Her bowel and other organs were sent away for analysis, but no poisons could be detected. The analyst said that after he found no trace of poison in her organs, he felt that there was no need to analyse the chocolates.
After the report was heard, the coroner directed the proceedings back to the initial doctors’ findings stating that he could find no evidence as to the cause of her convulsions and could not say whether they were naturally caused. The doctor added that he had never heard of a child of five having convulsions of the kind common to younger children.
The manufacturer of the chocolates was also represented at the inquest by their solicitor. When he addressed the inquest, he said that he would like to say on behalf of the chocolate manufacturer that they were one of the biggest firms in existence and that they manufactured in Battersea over 30 tons of the bon bons every week and there had never been any complaint. He said that the huge quantity manufactured by the firm and the fact that there had never been any complaint was, he thought, sufficient guarantee that the chocolates were good. He added that the name of the firm was a household word.
The coroner added by saying, 'I think by the man in the street this brand of chocolates is considered beyond reproach'.
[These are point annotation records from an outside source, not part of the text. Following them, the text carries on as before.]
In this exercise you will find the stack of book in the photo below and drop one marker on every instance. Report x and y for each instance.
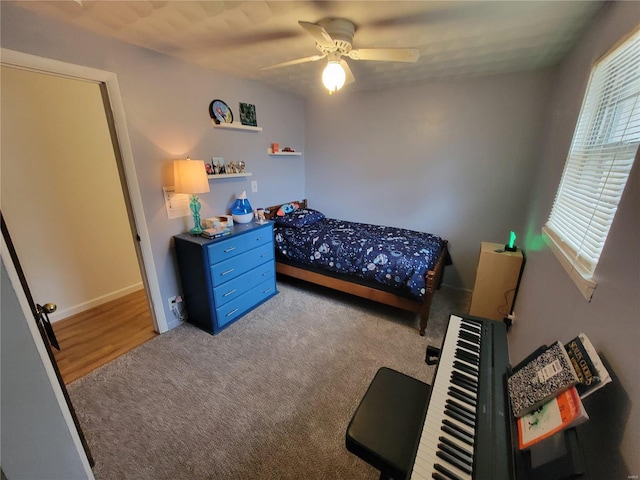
(546, 391)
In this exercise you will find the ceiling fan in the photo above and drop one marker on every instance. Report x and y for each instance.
(334, 39)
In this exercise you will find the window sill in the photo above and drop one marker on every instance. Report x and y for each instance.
(584, 284)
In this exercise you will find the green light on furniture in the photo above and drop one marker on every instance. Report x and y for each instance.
(190, 176)
(511, 246)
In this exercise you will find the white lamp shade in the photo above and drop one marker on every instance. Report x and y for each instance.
(333, 76)
(190, 176)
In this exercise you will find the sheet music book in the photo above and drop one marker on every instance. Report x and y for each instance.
(564, 411)
(541, 379)
(592, 374)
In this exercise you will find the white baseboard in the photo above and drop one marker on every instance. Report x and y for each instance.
(81, 307)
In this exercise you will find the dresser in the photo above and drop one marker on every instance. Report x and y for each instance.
(224, 278)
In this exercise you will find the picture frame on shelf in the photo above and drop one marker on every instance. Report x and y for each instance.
(220, 112)
(248, 114)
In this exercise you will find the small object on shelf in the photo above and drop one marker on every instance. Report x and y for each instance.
(241, 209)
(220, 112)
(248, 114)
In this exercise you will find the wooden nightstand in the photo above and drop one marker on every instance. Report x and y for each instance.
(497, 278)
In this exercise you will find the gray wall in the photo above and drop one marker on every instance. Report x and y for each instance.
(454, 158)
(166, 106)
(549, 306)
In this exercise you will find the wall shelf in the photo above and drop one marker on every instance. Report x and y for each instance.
(228, 175)
(283, 154)
(237, 126)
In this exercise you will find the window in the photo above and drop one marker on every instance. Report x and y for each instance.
(602, 152)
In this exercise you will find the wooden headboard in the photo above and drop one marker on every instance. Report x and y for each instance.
(270, 212)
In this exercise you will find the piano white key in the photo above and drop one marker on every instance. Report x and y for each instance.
(428, 445)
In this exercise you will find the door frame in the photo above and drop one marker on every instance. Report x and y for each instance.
(12, 58)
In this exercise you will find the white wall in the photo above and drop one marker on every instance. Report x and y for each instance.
(33, 419)
(454, 158)
(61, 192)
(549, 306)
(166, 106)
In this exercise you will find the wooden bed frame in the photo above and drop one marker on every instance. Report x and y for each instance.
(433, 280)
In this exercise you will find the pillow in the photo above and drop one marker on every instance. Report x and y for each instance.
(299, 218)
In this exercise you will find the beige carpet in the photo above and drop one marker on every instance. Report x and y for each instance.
(268, 398)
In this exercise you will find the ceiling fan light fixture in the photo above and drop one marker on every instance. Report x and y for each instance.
(333, 76)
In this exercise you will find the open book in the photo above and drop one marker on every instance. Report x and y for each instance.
(564, 411)
(541, 379)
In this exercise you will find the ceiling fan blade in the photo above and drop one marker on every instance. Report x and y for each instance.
(312, 58)
(349, 75)
(319, 34)
(385, 54)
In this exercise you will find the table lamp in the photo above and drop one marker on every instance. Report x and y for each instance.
(190, 176)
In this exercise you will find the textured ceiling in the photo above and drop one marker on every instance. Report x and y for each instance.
(454, 38)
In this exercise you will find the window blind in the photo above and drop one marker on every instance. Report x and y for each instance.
(600, 158)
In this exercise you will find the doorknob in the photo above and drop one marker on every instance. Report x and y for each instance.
(48, 307)
(43, 312)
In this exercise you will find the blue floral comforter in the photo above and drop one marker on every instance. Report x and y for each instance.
(395, 257)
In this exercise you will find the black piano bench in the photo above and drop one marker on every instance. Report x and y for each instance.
(387, 424)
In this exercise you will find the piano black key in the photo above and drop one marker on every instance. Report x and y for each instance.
(464, 382)
(469, 346)
(461, 418)
(460, 436)
(469, 399)
(453, 461)
(471, 337)
(467, 357)
(457, 428)
(461, 407)
(454, 445)
(465, 368)
(463, 459)
(444, 470)
(471, 327)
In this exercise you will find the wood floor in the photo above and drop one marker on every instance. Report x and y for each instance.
(97, 336)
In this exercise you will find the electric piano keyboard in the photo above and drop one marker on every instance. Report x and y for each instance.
(466, 432)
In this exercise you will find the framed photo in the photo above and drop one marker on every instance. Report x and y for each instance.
(248, 114)
(220, 112)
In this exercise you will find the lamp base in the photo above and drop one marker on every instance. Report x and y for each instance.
(196, 230)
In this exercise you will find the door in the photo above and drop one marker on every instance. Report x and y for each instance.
(46, 333)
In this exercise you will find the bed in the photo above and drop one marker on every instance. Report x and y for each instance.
(397, 267)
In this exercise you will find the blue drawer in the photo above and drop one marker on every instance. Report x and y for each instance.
(259, 237)
(221, 250)
(229, 269)
(234, 288)
(246, 301)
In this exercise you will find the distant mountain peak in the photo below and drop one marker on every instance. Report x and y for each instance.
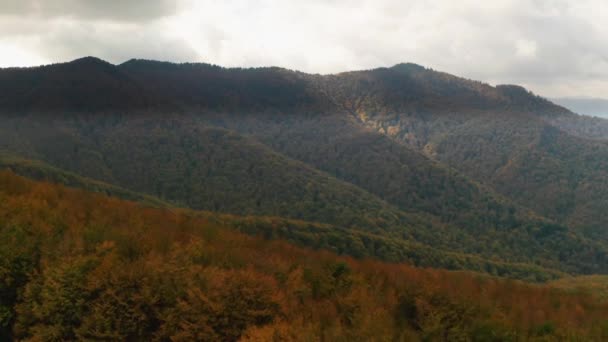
(90, 60)
(408, 67)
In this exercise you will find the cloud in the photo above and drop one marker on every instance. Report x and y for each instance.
(119, 10)
(554, 47)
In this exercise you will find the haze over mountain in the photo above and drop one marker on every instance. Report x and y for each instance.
(408, 153)
(401, 164)
(586, 106)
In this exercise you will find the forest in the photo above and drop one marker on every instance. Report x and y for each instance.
(81, 265)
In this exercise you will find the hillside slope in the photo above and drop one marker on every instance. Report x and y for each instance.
(77, 265)
(372, 150)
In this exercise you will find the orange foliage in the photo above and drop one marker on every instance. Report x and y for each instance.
(103, 268)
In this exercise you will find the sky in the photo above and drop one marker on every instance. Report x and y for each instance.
(556, 48)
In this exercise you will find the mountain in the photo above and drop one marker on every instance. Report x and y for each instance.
(407, 154)
(586, 106)
(82, 266)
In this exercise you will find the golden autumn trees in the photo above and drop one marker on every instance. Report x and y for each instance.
(81, 266)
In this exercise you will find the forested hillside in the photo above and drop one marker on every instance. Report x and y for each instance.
(76, 265)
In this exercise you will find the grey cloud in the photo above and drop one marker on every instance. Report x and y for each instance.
(555, 47)
(114, 44)
(119, 10)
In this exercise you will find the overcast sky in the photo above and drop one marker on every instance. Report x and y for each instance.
(553, 47)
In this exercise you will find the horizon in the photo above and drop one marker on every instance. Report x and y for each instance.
(552, 48)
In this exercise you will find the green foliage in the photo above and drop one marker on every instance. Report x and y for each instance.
(75, 282)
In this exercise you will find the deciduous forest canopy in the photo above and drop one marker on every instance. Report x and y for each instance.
(159, 201)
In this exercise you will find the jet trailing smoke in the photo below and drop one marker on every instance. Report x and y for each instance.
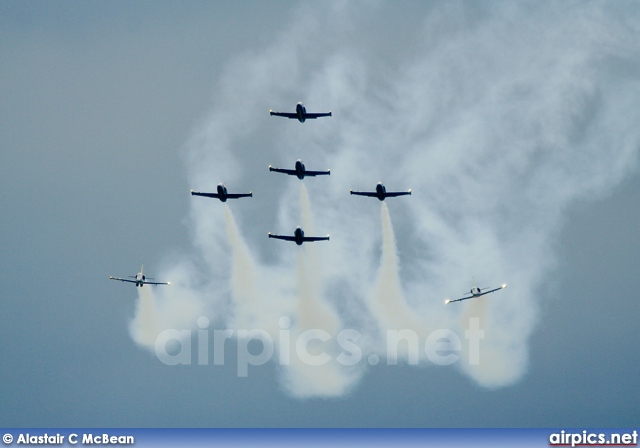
(497, 121)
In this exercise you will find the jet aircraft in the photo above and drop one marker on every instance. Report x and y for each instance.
(476, 292)
(139, 279)
(300, 171)
(300, 114)
(222, 194)
(299, 238)
(380, 193)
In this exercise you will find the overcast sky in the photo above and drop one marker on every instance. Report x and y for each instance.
(514, 124)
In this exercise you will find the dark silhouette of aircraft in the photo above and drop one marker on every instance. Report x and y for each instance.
(139, 279)
(300, 114)
(380, 193)
(300, 171)
(222, 194)
(476, 292)
(299, 238)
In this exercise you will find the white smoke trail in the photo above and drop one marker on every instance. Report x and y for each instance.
(389, 305)
(243, 276)
(143, 327)
(499, 122)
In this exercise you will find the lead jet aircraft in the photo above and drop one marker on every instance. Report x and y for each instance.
(476, 292)
(380, 193)
(300, 114)
(222, 194)
(299, 238)
(139, 279)
(300, 171)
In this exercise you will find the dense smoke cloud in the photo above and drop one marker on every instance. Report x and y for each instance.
(499, 117)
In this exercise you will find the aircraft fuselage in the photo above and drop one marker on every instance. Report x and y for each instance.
(301, 111)
(298, 234)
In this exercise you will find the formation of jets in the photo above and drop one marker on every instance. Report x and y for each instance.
(139, 279)
(298, 236)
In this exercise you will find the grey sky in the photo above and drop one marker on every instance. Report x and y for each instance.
(515, 124)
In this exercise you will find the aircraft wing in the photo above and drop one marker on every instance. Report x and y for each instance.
(206, 195)
(283, 170)
(364, 193)
(156, 283)
(397, 193)
(493, 290)
(317, 173)
(282, 237)
(285, 114)
(315, 238)
(317, 115)
(239, 195)
(459, 300)
(121, 279)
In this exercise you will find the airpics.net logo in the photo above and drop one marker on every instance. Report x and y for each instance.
(586, 438)
(314, 347)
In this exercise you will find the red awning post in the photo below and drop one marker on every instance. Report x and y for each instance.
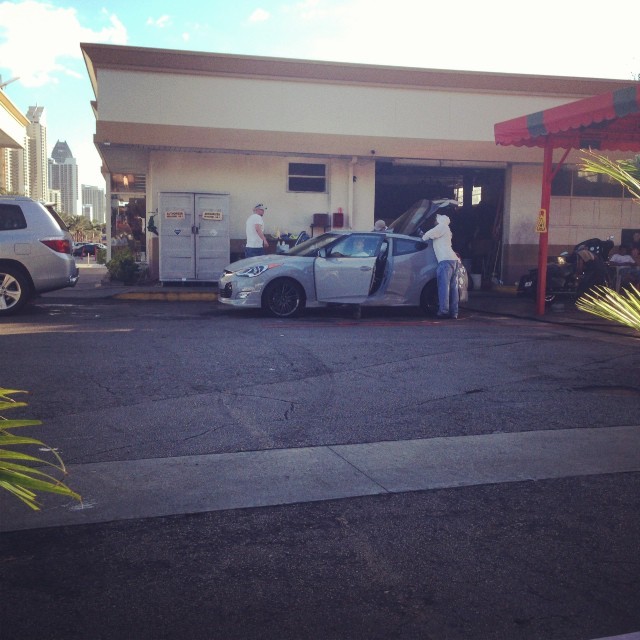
(543, 247)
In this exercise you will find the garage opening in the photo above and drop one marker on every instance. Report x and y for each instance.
(476, 225)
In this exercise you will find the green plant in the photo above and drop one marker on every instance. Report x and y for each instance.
(20, 479)
(623, 308)
(625, 172)
(123, 267)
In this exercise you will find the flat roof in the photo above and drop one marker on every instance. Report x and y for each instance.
(146, 59)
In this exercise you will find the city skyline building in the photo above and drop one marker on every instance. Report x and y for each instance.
(14, 169)
(37, 157)
(95, 198)
(63, 175)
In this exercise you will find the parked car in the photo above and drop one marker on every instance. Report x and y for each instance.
(87, 248)
(393, 268)
(35, 252)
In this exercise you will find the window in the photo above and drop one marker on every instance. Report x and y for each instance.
(572, 182)
(307, 177)
(11, 217)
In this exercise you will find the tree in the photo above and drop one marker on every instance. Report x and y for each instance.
(622, 308)
(625, 172)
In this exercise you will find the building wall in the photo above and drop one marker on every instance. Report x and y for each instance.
(571, 220)
(232, 123)
(250, 179)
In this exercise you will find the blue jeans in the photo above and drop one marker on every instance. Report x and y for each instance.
(249, 252)
(447, 274)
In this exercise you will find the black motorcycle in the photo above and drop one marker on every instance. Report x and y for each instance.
(562, 276)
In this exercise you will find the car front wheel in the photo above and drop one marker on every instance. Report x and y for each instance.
(14, 290)
(283, 298)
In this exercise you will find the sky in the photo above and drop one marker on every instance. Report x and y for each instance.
(40, 43)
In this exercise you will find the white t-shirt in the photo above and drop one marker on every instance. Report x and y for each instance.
(254, 241)
(619, 258)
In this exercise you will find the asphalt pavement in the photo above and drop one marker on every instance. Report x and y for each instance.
(468, 537)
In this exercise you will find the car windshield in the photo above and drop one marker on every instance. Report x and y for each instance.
(313, 245)
(414, 218)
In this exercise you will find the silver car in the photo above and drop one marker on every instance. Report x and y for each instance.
(35, 252)
(361, 268)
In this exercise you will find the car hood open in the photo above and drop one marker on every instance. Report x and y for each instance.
(416, 219)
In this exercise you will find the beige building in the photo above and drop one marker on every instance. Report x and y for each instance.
(309, 138)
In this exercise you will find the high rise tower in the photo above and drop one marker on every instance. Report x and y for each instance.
(63, 175)
(94, 198)
(37, 153)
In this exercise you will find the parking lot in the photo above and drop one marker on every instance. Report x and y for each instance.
(391, 476)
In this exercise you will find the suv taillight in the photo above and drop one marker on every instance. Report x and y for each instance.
(60, 246)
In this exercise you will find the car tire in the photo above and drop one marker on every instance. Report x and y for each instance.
(283, 298)
(15, 290)
(429, 298)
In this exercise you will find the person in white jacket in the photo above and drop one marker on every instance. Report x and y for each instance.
(447, 271)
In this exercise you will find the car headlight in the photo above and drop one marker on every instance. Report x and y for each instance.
(256, 270)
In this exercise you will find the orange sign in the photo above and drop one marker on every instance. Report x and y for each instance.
(541, 225)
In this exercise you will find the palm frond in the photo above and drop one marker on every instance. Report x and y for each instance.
(622, 308)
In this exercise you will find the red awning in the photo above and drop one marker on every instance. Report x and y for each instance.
(609, 121)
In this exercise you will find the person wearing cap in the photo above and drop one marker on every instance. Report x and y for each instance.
(256, 240)
(447, 270)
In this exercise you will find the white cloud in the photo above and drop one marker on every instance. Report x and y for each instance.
(259, 15)
(161, 22)
(43, 64)
(557, 39)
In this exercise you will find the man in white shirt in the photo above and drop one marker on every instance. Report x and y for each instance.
(256, 240)
(621, 256)
(447, 271)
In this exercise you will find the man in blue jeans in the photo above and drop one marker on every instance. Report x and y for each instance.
(256, 240)
(447, 271)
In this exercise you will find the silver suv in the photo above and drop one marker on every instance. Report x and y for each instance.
(35, 252)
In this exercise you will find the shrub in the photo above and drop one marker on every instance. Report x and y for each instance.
(123, 267)
(16, 474)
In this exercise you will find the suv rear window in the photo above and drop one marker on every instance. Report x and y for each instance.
(11, 217)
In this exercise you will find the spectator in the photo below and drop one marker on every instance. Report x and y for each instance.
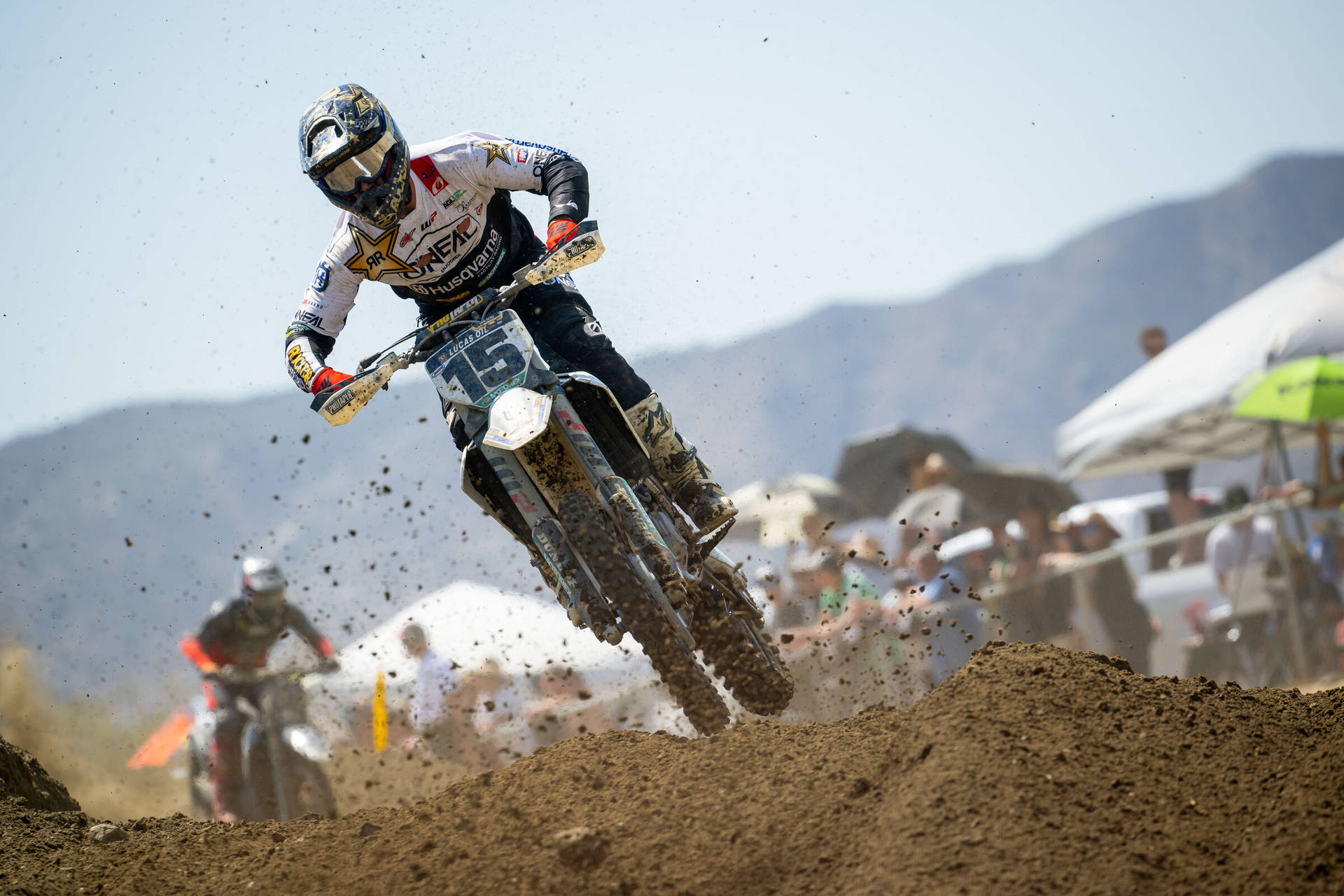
(949, 618)
(863, 567)
(553, 718)
(435, 696)
(1324, 551)
(1109, 592)
(1176, 480)
(816, 568)
(493, 703)
(1236, 546)
(1040, 610)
After the report was considered and the chocolate manufacturers solicitor had been heard, the coroner asked the doctor whether he could suggest how Margery Gardener might have died and he said that he thought that her cause of death must have been due to overloading of the stomach causing constipation in the lower bowel, just as might be found in a much younger child. He added that there was no reason to suggest that she had choked and said that it was unusual for a child of five to have convulsions from constipation.
The doctor was also asked a question regarding the cause of constipation and the doctor stated that the chocolates would not have caused constipation.
It was also noted that Margery Gardener's mother said that there had been a rumour all over town that the doctor had taken a chocolate from Margery Gardener's throat and that she had choked. Margery Gardener's mother also told the inquest that Margery Gardener had eaten heartedly and that she was a 'proper little glutton' and that she had told her that she would make herself ill.
When the coroner summed up, he noted the doctors explanation and the results of the analysis of Margery Gardener's organs and noted that they had several coincidences surrounding the case, in particular, the fact that the other children had also become ill after eating the chocolates and that one small boy had thrown his away, which he said was a rather unusual thing for a child to do, which he said left some suspicion. However, he said that he thought that the only verdict that the jury could return was that constipation and overeating had caused convulsions and that her death was due to natural causes.
The jury then returned the verdict that Margery Gardener had died of natural causes brought about by general Christmas over-feeding.